# Redirect/reflect IP/port range from one address to another remote address



## varda (Feb 8, 2020)

Gentlemen, hello.

There is an ancient dosen years old service which I will not have access several monthes to change something  but it is important for some my collegues and for some reason it becomes not accesible for them at their geolocations. So the idea is to point subdomain name for it on another accessible public IP  which will just  performs address or port range reflection on original service IP.

Please advise me the easiest and fastest solution or software on this issue.


----------



## free-and-bsd (Feb 8, 2020)

varda said:


> There is an ancient dosen years old service which I will not have access several monthes to change something  but it is important for some my collegues and for some reason it becomes not accesible for them at their geolocations.

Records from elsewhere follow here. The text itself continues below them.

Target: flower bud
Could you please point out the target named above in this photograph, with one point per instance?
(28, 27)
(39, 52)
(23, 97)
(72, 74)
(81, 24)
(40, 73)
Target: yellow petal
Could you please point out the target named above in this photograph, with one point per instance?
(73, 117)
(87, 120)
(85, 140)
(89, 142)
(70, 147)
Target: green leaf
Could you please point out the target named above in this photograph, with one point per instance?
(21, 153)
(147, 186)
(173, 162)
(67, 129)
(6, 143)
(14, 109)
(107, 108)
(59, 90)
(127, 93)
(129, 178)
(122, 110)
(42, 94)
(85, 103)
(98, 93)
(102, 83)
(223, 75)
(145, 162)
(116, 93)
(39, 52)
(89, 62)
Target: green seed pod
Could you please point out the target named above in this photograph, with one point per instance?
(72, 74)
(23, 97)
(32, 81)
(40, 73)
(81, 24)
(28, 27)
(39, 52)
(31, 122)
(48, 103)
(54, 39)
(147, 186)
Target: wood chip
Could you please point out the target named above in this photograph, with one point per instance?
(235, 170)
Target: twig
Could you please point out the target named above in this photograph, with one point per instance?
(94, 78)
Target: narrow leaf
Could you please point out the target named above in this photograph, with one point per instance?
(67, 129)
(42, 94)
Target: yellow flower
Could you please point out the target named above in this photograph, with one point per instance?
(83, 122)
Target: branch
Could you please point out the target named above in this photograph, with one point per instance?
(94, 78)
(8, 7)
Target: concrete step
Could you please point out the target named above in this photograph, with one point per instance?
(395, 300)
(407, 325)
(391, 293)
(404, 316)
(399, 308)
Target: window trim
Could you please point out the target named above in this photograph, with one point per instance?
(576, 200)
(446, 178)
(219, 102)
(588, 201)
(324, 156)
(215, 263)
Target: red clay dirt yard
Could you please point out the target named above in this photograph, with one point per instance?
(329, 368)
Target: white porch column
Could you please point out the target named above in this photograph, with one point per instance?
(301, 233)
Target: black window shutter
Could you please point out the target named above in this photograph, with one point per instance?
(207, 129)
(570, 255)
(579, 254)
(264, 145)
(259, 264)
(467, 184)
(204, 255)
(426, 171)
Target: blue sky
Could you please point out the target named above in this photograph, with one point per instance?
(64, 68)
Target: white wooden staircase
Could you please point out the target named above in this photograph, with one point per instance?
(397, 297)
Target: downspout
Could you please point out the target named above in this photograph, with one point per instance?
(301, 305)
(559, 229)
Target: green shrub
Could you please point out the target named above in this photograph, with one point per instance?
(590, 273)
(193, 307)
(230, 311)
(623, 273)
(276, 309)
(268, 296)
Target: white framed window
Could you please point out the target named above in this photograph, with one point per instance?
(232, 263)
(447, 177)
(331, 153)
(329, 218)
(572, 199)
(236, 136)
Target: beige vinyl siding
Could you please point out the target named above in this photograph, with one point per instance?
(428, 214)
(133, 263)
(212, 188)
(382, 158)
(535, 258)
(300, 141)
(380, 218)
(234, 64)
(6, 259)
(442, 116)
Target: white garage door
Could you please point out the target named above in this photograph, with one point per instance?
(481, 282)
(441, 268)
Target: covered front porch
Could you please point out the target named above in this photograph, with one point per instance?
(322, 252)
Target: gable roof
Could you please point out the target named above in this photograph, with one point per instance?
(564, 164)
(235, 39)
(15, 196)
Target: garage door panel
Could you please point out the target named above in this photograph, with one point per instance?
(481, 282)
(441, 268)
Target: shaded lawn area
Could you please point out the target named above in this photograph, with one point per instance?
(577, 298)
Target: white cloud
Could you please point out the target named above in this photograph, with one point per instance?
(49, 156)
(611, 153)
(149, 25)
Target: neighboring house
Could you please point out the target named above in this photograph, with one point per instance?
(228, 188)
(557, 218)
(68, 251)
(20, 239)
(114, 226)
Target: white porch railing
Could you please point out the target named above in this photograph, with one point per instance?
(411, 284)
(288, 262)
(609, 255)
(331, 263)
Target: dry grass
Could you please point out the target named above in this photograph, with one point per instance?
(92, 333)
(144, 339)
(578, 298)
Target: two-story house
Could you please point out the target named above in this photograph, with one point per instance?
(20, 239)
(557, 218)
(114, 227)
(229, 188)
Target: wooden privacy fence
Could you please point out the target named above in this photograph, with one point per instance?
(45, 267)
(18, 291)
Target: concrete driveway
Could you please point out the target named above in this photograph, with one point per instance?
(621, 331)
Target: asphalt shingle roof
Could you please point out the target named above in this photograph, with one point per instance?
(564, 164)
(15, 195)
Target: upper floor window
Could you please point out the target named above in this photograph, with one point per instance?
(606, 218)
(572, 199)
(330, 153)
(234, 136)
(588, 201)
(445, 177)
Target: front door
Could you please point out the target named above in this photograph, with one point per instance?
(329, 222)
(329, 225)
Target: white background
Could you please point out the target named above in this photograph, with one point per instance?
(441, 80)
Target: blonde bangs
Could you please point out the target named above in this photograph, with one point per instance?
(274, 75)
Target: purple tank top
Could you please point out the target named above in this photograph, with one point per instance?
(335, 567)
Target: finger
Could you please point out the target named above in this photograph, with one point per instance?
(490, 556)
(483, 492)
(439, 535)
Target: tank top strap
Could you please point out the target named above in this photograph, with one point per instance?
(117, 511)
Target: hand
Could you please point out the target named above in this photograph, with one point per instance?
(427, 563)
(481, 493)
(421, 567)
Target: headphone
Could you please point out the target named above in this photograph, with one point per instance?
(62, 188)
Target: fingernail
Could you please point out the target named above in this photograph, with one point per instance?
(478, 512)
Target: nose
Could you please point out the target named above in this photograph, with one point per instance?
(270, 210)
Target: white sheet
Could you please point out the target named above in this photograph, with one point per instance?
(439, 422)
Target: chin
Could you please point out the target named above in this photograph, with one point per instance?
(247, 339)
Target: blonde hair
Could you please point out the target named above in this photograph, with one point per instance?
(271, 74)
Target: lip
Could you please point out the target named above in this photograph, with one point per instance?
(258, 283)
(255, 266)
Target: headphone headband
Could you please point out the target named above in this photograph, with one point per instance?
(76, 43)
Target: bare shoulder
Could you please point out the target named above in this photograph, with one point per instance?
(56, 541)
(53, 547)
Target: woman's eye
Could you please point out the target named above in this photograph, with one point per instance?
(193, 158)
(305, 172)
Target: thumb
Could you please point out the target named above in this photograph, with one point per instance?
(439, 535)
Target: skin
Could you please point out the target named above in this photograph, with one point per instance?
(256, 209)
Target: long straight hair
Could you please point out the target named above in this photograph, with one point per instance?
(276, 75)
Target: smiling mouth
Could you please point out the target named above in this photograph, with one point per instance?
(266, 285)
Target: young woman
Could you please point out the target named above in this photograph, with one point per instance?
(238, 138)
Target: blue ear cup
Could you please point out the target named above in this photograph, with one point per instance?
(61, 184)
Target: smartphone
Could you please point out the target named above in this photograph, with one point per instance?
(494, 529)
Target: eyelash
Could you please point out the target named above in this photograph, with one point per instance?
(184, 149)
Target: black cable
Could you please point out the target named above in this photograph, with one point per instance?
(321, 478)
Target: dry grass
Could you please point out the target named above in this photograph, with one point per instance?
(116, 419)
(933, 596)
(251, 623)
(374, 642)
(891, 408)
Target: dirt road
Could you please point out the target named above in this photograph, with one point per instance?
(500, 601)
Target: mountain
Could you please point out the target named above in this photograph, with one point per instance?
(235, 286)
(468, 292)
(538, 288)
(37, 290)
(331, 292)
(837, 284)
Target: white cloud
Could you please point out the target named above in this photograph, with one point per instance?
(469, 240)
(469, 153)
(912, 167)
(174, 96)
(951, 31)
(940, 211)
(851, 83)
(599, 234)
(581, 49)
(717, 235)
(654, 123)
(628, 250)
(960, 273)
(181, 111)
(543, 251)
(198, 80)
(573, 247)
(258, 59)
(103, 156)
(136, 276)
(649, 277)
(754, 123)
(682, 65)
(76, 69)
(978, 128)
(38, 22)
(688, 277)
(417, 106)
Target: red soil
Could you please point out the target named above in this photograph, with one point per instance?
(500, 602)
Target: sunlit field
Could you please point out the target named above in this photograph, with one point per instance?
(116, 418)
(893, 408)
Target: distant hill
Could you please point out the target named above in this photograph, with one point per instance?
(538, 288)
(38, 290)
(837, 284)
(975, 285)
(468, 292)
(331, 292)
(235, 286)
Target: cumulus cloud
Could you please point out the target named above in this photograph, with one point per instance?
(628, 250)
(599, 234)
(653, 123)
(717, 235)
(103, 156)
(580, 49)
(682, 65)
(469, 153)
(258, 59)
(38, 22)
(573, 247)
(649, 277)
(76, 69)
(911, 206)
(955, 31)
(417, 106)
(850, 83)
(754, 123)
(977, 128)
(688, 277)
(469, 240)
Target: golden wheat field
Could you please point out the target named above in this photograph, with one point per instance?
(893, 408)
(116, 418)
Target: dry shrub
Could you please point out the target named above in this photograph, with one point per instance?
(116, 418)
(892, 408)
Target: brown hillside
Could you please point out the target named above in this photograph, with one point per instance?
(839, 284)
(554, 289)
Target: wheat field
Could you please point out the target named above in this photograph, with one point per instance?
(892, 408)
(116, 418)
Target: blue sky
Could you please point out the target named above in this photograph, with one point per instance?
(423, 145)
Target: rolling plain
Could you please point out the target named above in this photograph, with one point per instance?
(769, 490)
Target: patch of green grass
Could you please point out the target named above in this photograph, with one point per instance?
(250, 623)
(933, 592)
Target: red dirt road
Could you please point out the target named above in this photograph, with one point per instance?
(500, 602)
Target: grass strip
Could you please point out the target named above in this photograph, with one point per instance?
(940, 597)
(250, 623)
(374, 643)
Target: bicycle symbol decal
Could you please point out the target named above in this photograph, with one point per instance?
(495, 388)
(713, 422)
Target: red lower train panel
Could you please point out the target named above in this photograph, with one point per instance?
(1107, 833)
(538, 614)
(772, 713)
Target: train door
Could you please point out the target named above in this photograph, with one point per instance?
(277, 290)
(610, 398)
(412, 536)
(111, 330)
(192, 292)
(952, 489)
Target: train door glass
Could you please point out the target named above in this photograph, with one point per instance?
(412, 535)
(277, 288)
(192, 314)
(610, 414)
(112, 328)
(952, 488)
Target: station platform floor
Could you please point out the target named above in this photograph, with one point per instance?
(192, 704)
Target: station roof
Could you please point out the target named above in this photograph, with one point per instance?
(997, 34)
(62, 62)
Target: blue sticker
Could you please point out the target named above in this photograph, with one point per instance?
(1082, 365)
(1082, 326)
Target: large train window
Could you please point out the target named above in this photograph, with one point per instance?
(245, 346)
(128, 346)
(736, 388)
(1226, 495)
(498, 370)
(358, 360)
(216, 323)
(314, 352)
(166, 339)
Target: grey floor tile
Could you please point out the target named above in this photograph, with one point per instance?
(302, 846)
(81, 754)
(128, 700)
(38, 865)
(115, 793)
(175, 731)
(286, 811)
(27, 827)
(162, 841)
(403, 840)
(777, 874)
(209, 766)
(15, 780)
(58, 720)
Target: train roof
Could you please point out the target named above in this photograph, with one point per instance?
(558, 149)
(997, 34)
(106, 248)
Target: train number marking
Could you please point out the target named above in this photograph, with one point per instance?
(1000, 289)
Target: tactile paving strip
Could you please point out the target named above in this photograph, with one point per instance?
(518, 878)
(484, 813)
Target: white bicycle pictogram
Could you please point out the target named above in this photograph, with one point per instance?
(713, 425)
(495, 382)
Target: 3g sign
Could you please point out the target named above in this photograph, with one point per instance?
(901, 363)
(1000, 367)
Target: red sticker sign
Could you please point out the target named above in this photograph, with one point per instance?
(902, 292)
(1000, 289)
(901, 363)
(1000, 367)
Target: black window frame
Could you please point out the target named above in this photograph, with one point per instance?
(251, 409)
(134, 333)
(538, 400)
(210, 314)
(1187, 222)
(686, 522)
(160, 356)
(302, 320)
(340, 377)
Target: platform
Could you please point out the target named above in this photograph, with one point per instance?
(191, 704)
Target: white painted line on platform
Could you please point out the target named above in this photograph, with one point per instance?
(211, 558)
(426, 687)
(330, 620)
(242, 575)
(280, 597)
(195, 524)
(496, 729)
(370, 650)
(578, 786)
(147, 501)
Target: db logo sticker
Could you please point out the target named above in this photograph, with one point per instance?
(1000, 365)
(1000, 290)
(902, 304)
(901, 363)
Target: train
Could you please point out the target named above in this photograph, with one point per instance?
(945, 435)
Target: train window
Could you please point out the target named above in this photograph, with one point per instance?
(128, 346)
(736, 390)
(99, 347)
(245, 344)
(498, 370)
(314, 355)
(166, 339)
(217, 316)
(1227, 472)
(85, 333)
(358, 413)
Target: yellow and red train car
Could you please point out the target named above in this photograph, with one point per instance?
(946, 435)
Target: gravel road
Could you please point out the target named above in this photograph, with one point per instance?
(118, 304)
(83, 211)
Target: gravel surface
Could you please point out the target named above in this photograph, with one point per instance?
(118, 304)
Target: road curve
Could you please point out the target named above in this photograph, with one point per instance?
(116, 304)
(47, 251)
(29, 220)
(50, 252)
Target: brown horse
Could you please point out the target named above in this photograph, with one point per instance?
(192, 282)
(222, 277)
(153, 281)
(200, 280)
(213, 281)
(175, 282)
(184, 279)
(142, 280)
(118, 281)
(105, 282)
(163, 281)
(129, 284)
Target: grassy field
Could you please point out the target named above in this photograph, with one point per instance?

So the idea is to point subdomain name for it on another accessible public IP  which will just  performs address or port range reflection on original service IP.


So are you looking for httpd settings to do that? Is your service listening for connections at a certain IP address: port number? Or, are you looking for firewall settings to do the redirection?


----------



## varda (Feb 8, 2020)

Thanks for reply.

I would prefer to completely redirect/reflect entire IP address with firewall or some 3rdparty software in order not to think and research what exactly works on old IP. 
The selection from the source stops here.